The rights in question are as follows:
- Information
Tomeris informs its customers by means of this Policy or privacy statements/claims. - Access and rectification
Customers have the right to access and rectify their personal data in accordance with legal requirements. - Opposition
Customers may object to the processing of their data within the limits of the law. - Withdrawal of consent
When data is processed on the basis of consent, customers may withdraw their consent at any time, without calling into question past processing. - Deletion
Customers may obtain the deletion of their data or the restriction of processing in accordance with the law. - Portability
Customers may obtain communication of the data they have provided in electronic format or its transmission to a third party under the conditions set out in Article 20 of the General Data Protection Regulation. -
Limitation
If customers dispute the accuracy of the data used by tomeris or object to the processing of their data, the law allows tomeris to verify or review the request for a certain period of time.

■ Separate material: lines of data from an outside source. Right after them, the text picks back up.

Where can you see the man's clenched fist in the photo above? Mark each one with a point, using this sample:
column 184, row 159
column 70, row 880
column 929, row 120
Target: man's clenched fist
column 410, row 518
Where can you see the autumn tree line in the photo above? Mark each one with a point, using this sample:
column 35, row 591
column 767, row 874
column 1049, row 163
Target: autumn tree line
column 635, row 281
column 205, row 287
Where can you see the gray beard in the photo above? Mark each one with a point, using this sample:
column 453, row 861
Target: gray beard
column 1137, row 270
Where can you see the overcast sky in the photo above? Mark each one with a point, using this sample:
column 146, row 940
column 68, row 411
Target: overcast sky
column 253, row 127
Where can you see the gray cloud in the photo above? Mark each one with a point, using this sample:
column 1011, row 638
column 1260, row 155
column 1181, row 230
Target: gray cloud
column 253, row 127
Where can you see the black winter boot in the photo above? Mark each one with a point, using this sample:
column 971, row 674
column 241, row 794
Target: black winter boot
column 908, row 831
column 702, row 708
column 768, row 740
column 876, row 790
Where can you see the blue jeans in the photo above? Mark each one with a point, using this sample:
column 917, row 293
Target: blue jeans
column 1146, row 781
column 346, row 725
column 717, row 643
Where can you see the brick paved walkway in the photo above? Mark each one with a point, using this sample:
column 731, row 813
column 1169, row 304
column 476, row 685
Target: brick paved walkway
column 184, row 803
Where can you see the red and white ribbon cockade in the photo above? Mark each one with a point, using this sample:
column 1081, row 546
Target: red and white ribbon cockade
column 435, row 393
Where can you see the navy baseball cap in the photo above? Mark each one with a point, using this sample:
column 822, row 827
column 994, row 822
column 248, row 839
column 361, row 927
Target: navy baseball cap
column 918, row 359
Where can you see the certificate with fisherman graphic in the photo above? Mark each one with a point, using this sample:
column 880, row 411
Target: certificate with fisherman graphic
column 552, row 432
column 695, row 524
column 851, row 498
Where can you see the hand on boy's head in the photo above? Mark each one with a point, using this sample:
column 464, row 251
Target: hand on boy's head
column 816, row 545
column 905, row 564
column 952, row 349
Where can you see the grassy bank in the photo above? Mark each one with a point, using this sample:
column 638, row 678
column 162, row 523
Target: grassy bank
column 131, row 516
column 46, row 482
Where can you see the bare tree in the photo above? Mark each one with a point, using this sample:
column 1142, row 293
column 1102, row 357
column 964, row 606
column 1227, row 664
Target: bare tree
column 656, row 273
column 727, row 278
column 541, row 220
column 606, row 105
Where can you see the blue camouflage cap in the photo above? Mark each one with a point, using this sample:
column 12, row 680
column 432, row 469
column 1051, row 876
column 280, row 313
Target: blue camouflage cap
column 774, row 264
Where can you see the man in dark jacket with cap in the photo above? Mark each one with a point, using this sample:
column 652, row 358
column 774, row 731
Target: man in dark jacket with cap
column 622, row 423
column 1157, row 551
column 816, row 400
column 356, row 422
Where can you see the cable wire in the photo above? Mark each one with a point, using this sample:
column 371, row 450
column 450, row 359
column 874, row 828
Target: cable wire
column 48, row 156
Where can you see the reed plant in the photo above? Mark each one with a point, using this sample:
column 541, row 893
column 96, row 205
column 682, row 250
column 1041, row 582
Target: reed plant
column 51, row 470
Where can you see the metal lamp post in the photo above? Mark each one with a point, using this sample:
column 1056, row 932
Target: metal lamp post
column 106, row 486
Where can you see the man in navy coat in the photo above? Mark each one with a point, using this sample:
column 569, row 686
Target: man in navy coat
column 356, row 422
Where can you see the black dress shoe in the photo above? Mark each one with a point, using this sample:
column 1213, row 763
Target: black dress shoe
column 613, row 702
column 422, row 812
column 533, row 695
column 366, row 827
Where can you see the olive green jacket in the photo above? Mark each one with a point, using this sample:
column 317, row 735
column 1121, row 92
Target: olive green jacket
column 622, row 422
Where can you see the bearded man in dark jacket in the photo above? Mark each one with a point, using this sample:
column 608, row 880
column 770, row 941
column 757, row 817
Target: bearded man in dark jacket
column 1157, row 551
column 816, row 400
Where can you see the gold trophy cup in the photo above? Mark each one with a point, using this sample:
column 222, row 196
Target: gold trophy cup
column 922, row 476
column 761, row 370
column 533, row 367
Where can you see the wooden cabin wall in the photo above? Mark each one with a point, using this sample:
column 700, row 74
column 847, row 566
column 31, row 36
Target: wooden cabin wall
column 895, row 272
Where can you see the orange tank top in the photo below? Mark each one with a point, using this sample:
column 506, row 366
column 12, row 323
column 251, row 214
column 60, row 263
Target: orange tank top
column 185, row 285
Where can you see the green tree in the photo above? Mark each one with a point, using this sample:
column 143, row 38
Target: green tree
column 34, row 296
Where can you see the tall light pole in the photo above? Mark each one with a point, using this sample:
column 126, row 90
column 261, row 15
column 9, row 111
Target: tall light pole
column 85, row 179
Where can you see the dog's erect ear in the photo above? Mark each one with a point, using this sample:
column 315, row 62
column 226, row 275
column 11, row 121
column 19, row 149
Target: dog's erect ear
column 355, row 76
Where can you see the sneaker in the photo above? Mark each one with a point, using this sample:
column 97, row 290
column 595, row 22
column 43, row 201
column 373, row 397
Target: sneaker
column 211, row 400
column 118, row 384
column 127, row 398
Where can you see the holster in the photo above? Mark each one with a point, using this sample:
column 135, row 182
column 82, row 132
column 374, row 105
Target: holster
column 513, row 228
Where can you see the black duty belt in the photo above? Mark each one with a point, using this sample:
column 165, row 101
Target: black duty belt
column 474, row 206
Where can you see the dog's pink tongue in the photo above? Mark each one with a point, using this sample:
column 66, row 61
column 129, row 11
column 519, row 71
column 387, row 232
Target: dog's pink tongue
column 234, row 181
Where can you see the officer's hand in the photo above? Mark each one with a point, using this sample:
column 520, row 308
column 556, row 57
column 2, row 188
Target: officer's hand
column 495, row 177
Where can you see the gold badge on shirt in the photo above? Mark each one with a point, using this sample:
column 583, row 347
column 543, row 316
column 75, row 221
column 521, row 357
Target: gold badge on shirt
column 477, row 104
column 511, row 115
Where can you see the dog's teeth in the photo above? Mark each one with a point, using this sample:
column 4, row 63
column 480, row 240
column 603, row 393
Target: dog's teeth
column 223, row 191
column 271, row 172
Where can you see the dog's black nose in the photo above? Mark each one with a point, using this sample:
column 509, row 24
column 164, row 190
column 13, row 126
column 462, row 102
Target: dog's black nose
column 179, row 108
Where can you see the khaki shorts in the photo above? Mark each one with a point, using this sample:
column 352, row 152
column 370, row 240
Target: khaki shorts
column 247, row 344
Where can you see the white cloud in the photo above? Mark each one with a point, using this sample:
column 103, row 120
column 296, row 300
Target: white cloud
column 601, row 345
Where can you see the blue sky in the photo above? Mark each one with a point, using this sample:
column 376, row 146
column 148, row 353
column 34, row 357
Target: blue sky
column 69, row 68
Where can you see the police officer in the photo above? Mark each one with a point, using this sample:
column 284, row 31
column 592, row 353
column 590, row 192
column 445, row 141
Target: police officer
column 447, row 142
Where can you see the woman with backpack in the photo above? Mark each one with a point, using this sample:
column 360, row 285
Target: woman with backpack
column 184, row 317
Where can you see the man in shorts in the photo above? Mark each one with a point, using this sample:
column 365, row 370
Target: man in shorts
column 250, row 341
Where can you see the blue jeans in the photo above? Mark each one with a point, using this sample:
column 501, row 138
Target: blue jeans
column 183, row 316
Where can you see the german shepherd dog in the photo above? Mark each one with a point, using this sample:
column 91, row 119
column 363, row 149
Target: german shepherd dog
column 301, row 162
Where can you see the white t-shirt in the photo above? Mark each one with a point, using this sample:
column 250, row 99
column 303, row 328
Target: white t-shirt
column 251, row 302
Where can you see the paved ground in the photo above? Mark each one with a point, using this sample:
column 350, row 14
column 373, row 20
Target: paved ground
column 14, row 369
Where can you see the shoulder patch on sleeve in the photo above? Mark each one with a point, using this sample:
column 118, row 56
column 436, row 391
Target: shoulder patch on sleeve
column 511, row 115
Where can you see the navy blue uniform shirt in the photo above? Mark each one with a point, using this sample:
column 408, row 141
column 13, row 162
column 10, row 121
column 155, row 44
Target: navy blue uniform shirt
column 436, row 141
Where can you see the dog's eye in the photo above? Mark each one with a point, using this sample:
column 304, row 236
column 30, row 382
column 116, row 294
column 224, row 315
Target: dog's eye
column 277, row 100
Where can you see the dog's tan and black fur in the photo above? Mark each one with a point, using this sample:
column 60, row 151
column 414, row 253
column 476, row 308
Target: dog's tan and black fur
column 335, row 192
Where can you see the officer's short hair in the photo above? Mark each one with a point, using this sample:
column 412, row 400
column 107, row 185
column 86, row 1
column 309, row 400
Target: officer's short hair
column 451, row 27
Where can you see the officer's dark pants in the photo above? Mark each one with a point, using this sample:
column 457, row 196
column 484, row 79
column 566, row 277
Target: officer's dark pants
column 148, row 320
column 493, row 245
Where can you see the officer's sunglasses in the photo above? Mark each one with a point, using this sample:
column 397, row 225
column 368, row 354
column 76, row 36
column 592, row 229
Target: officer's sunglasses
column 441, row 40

During this period, customers may ask tomeris to freeze the use of their data. In concrete terms, tomeris will no longer have to use the data, but will have to retain it. -
Complaint to the Data Protection Authority
Agents who have complaints about the processing of their personal data may lodge a complaint with the National Commission for Data Protection (CNPD) via the www.cnpd.lu website. Tomeris undertakes to provide customers with information on the measures taken following the exercise of any of these rights as soon as possible, and in any event, in accordance with the applicable regulations on the subject, within one month of receipt of the request. Translated with DeepL.com (free version)
10 Role and responsibilities
Each person within tomeris who processes personal data must ensure that it is processed in accordance with the rules and principles on personal data set out as part of this policy. Tomeris will be held responsible for any failure to comply with the GDPR.